River Ystwyth pollution from Pontrhydygroes mine cut

The remains of Frongoch mine
Image caption Natural Resources Wales has been tackling the legacy of the mining industry in the area since January

The amount of harmful chemicals that have been leaking into a Ceredigion river from a disused mine for more than 100 years has been cut by 50%.

Frongoch mine, near Pontrhydygroes, was once one of the most productive lead and zinc mines in Wales, employing hundreds of people.

But since January Natural Resources Wales (NRW) has been tackling the legacy left by the mine.

It now plans a wetland area which will purify water and cut pollution further.

The first phase of the work to clean up the water from Frongoch mine involved building a surface drain around the mine to direct water to a new, lined pond.

This has reduced the amount of water that flows through the contaminated mine waste and controlled the amount leaving the site.

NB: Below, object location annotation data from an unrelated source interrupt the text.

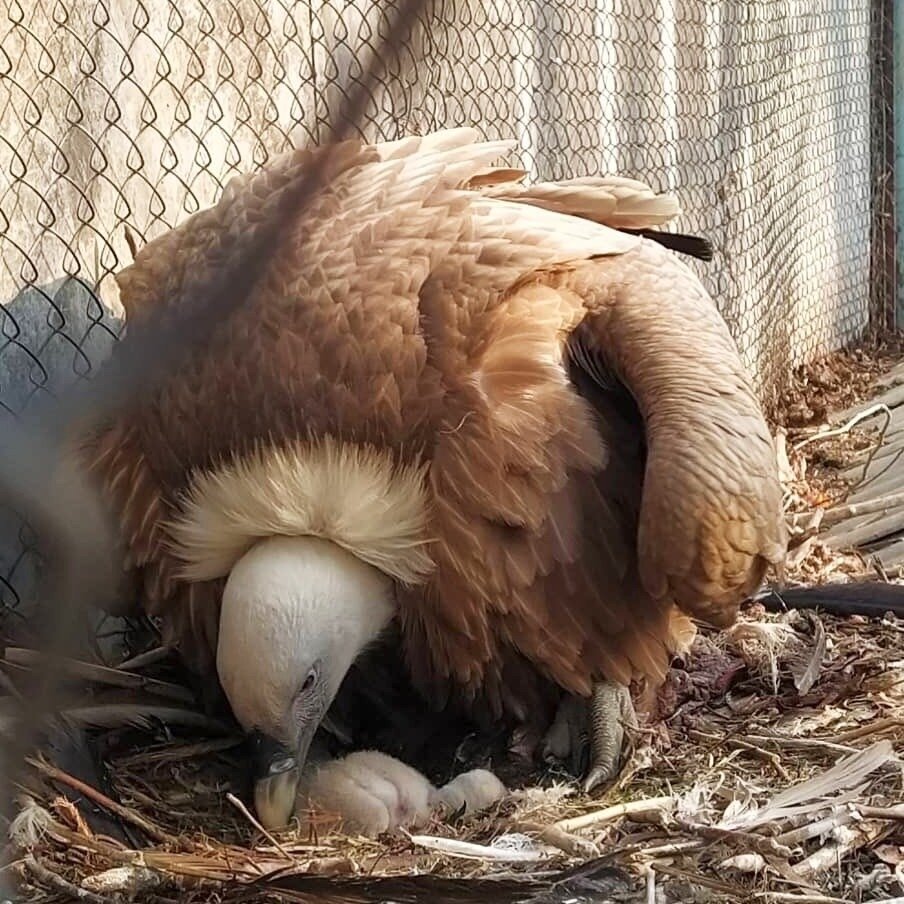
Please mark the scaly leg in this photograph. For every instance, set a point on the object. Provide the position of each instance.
(592, 730)
(611, 712)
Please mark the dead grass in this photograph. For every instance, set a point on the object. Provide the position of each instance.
(705, 808)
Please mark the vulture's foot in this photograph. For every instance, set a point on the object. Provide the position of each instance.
(592, 732)
(368, 793)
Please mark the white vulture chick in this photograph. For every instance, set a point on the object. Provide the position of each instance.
(451, 401)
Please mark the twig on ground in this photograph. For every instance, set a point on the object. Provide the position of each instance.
(247, 814)
(847, 840)
(59, 884)
(93, 794)
(652, 805)
(149, 657)
(451, 847)
(552, 835)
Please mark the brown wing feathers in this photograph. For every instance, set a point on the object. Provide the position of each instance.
(581, 486)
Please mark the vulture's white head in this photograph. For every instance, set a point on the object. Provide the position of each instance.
(296, 613)
(312, 539)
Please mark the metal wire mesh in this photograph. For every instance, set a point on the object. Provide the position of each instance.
(135, 112)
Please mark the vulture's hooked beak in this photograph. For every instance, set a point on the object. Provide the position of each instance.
(275, 774)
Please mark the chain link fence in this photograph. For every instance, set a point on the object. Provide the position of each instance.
(767, 118)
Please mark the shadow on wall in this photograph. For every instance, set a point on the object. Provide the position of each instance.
(51, 337)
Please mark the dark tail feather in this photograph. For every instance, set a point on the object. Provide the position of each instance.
(693, 245)
(869, 598)
(70, 749)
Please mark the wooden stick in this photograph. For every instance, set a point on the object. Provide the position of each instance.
(552, 835)
(247, 814)
(102, 674)
(93, 794)
(883, 504)
(59, 884)
(762, 844)
(149, 657)
(850, 839)
(871, 728)
(632, 808)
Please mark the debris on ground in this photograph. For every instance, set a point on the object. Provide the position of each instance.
(772, 772)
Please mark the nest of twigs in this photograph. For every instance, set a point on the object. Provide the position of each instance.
(770, 773)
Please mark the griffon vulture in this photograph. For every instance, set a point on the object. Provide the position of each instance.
(457, 402)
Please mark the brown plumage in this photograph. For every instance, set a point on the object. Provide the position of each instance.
(594, 464)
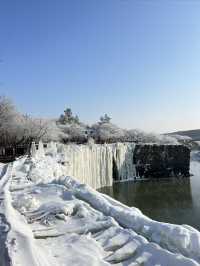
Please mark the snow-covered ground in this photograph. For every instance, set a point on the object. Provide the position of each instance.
(48, 218)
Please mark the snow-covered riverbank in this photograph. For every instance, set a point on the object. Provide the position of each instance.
(55, 220)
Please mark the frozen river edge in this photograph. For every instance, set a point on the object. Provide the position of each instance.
(56, 220)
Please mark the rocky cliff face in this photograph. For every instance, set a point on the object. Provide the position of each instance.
(161, 160)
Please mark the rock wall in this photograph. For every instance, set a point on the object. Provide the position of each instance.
(162, 160)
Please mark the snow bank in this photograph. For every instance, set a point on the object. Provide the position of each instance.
(178, 239)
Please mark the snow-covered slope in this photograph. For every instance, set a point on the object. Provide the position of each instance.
(53, 219)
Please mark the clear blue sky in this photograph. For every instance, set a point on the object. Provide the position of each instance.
(137, 60)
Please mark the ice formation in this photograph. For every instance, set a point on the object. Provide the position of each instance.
(96, 165)
(54, 219)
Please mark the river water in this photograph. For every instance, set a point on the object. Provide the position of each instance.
(175, 200)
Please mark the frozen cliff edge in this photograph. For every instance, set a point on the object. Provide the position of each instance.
(57, 220)
(100, 165)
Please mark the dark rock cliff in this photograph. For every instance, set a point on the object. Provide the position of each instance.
(161, 160)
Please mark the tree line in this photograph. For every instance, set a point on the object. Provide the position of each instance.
(17, 129)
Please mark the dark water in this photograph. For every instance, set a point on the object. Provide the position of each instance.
(166, 200)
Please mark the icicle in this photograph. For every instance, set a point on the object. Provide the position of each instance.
(33, 150)
(40, 151)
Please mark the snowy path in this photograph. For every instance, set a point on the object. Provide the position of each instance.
(55, 220)
(4, 225)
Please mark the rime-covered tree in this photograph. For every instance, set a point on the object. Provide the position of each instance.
(105, 119)
(68, 118)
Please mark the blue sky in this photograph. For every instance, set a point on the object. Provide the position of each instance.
(137, 60)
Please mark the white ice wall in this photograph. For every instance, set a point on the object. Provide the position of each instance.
(93, 164)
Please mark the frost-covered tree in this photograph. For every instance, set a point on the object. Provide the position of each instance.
(107, 132)
(105, 119)
(68, 118)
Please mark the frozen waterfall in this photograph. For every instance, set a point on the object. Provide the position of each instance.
(98, 165)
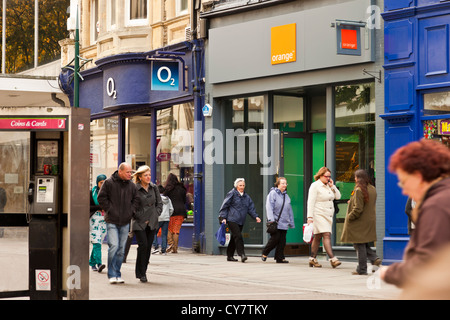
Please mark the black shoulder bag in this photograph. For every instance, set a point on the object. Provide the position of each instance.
(272, 226)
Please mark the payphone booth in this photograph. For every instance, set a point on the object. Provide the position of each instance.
(49, 183)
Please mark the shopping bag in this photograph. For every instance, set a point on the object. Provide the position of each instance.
(308, 231)
(220, 234)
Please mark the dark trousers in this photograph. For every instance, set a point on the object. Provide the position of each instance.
(364, 252)
(278, 241)
(236, 241)
(144, 239)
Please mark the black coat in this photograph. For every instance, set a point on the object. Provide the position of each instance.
(119, 199)
(178, 197)
(150, 208)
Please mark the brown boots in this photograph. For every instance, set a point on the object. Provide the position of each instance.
(314, 263)
(172, 242)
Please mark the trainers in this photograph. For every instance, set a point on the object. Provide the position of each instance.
(120, 280)
(113, 280)
(101, 267)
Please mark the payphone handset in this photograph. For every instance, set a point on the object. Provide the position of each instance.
(43, 195)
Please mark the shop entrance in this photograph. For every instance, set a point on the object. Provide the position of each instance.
(294, 172)
(294, 164)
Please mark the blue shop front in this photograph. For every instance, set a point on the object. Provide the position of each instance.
(417, 94)
(146, 110)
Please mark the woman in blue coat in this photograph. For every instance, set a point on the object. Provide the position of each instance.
(235, 207)
(278, 202)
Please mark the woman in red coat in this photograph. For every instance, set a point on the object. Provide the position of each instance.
(423, 171)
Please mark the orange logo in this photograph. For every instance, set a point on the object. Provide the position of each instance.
(284, 44)
(349, 39)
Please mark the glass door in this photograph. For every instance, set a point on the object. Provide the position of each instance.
(294, 172)
(288, 116)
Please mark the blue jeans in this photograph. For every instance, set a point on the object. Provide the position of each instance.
(164, 225)
(117, 238)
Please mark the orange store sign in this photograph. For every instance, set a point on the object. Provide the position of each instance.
(349, 39)
(284, 44)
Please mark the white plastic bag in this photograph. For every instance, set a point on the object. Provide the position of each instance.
(308, 231)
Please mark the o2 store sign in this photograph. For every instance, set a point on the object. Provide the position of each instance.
(165, 76)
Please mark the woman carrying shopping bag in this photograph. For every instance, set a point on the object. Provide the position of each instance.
(278, 208)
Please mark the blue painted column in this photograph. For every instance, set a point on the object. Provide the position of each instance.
(198, 241)
(121, 138)
(153, 124)
(417, 50)
(400, 118)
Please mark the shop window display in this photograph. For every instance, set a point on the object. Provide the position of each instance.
(355, 141)
(14, 171)
(104, 147)
(175, 148)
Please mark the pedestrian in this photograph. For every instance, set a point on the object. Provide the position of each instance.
(145, 221)
(423, 171)
(360, 222)
(119, 199)
(235, 207)
(176, 192)
(163, 221)
(97, 226)
(410, 204)
(320, 208)
(278, 208)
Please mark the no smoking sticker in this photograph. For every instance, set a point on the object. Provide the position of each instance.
(43, 280)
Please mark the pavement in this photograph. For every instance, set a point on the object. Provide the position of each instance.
(188, 277)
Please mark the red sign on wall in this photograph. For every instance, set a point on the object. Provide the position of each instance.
(349, 39)
(33, 123)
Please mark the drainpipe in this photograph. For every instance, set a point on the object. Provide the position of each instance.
(76, 83)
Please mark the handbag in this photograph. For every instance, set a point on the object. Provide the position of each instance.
(220, 234)
(272, 226)
(308, 232)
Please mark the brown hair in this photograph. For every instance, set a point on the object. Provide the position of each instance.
(321, 172)
(430, 158)
(363, 182)
(277, 183)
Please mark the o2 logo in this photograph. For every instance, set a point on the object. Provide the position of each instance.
(165, 76)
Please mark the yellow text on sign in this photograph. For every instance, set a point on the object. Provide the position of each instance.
(284, 44)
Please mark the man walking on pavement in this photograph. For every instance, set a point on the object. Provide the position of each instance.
(118, 198)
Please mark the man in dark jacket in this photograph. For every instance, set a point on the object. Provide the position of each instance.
(235, 207)
(119, 199)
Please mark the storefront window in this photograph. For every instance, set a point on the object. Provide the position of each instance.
(14, 171)
(137, 137)
(175, 148)
(104, 147)
(436, 103)
(355, 141)
(246, 117)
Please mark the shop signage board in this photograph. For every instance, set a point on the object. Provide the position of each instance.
(284, 43)
(444, 127)
(33, 123)
(165, 76)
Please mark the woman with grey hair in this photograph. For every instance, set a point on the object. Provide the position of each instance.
(235, 207)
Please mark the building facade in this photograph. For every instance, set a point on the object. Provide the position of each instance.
(417, 103)
(293, 86)
(142, 83)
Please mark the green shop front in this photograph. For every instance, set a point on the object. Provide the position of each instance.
(288, 115)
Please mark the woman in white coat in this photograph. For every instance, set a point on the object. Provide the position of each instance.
(320, 208)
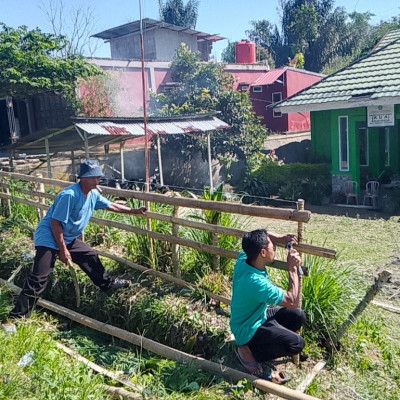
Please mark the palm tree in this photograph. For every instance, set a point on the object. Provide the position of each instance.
(176, 13)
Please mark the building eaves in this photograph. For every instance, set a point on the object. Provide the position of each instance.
(376, 75)
(134, 28)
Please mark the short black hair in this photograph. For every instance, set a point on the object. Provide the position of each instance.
(253, 242)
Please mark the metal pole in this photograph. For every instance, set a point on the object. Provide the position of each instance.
(160, 161)
(73, 171)
(209, 161)
(146, 138)
(121, 152)
(86, 146)
(46, 143)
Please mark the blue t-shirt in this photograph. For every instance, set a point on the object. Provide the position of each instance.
(252, 292)
(74, 210)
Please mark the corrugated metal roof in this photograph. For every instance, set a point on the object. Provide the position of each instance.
(134, 27)
(161, 128)
(376, 76)
(269, 77)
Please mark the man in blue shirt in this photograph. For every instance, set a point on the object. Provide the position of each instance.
(57, 236)
(263, 333)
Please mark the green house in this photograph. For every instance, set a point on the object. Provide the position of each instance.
(355, 116)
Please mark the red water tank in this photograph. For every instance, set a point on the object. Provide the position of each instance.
(246, 52)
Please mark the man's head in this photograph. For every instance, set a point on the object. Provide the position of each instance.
(256, 243)
(90, 169)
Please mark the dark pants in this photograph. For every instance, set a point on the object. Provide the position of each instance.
(277, 336)
(43, 265)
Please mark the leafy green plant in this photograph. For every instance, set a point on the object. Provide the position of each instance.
(328, 291)
(201, 262)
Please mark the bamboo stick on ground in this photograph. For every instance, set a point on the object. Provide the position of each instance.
(170, 353)
(97, 368)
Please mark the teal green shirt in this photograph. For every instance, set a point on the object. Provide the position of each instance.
(252, 292)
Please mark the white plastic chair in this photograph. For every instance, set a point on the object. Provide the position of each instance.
(350, 190)
(371, 193)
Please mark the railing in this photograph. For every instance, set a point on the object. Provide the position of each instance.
(38, 196)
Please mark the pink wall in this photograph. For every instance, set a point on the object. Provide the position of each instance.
(294, 82)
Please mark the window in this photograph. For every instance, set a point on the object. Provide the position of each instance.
(387, 147)
(276, 98)
(343, 144)
(363, 138)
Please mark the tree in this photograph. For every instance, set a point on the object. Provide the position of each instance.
(322, 33)
(29, 64)
(204, 88)
(76, 24)
(176, 13)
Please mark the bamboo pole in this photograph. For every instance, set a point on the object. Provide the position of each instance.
(120, 392)
(76, 284)
(97, 368)
(164, 276)
(168, 352)
(175, 247)
(386, 306)
(311, 376)
(226, 207)
(380, 280)
(302, 247)
(300, 232)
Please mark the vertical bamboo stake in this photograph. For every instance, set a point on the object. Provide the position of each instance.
(8, 210)
(39, 187)
(176, 264)
(300, 232)
(175, 247)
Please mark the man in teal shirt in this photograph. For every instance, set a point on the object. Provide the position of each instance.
(263, 333)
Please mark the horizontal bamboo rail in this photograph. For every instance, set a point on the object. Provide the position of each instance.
(168, 352)
(164, 276)
(305, 248)
(234, 208)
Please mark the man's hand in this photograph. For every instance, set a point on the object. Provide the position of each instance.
(140, 210)
(293, 260)
(64, 255)
(290, 238)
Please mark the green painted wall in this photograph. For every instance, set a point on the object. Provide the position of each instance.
(325, 143)
(321, 142)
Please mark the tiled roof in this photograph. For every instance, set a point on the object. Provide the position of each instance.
(374, 77)
(269, 77)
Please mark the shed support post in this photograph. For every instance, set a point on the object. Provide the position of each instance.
(160, 160)
(209, 161)
(46, 143)
(121, 153)
(86, 146)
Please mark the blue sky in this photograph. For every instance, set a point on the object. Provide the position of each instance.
(228, 18)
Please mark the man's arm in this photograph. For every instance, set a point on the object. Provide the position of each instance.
(292, 296)
(120, 208)
(282, 239)
(57, 230)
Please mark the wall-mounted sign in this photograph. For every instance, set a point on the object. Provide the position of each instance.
(379, 116)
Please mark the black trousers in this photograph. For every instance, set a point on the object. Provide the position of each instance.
(43, 265)
(277, 336)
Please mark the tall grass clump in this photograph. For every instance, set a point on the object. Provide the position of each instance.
(51, 375)
(142, 249)
(200, 262)
(328, 294)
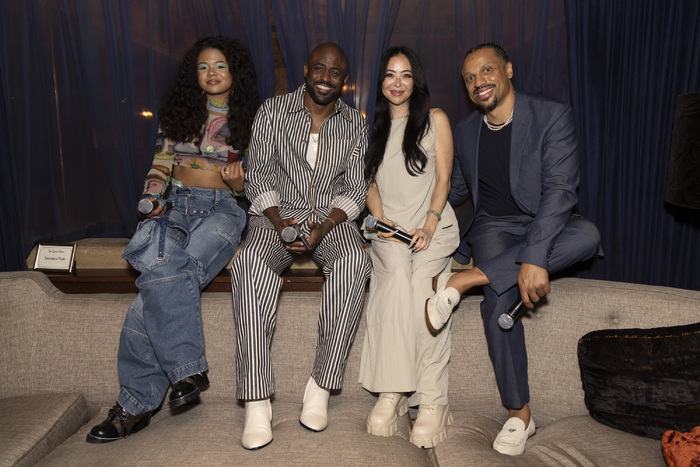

Tim Jones of NRW said: "The first phase of this important work has been completed and it is showing benefits already.

"The signs are very encouraging - water quality downstream of the mine has got a lot better since the work was carried out.


"The River Ystwyth is very important for the area as it not only supports a rich variety of wildlife, but also draws anglers and tourists to the area."

In the future NRW hopes to be given planning permission, with agreement from the landowner in the area, for the second phase of the clean-up over the next year.

This will involve capping the mine waste and creating a new wetland area to further purify the water flowing from the site.

NRW has also been working on the old Cwm Rheidol mine, near Aberystwyth, that has historically discharged large amounts of zinc and other metals, which can harm fish into the River Rheidol.